Hey!  That had BETTER not be your personal opinion!  For your information, I am 5'5" and I weigh 130 pounds.  I have been told by others that I am pretty, and YES, some of them were guys.  I would put up a picture of myself, but unfortunately, I have no scanner.  I'll try to get some on a disk or something soon, but until then, use your imagination.  =)
Drew: 5'5", you say?  Ooh...
I'm 14, you pedophile.
Drew: Damn.
Justin: Also, DO you have a life outside of this page?

Uh... yeah.  I'm a freshman (Class of 2003!) in high school, so I have a lot of homework, etc.  I also go shopping, read a lot, and talk to my friends.
Jeff: You have friends?
HEY!  That's MEAN!!  You BETTER apologize.
Jeff: Sorry...
And YES, I do have friends, plenty of them.  Some have been to the page; others don't have internet access.
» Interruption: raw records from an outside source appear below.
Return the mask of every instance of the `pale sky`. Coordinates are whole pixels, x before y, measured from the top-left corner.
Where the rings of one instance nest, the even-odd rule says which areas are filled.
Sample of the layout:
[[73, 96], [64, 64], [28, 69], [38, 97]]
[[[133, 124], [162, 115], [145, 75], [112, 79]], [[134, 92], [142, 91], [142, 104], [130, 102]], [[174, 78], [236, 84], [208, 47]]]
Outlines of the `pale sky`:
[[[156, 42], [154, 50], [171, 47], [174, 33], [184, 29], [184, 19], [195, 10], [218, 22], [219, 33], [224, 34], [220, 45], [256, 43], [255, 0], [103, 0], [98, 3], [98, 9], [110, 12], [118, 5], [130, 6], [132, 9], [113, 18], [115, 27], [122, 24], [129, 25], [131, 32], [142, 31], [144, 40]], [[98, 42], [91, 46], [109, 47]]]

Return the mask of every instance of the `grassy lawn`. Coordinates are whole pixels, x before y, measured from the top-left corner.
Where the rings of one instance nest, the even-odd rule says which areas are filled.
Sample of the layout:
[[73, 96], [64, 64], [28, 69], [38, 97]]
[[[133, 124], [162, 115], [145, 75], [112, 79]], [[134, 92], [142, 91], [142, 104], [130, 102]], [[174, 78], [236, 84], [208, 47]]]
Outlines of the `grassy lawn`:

Justin: You must be a computer nerd to be able to make this thing work.
Actually, I use Yahoo! PageBuilder©, but I also know a little bit of HTML.  However, with this thing, HTML is a bitch to put in, so I just go the simple way and only use it on a BSB humor page I cowrite.
Drew: Ahh... so we're not the ONLY ones subject to your wrath...
Nope, sorry, you aren't that special.  The link to that BSB page is in, duh, my links section, by the way.
Jeff: Well, I believe that that's all we need to know.
OK.  Better get Nick out of here... he's eyeing that window with a certain gleam in his eye...
Justin: Don't worry, we'll get him into Betty Ford in no time.
I hope so.  Come back whenever, and we'll talk some more, m'k?
Jeff: Bye!
Drew: See ya!
Justin: Adios!
Nick: (groggily) Why are there birdies flying around?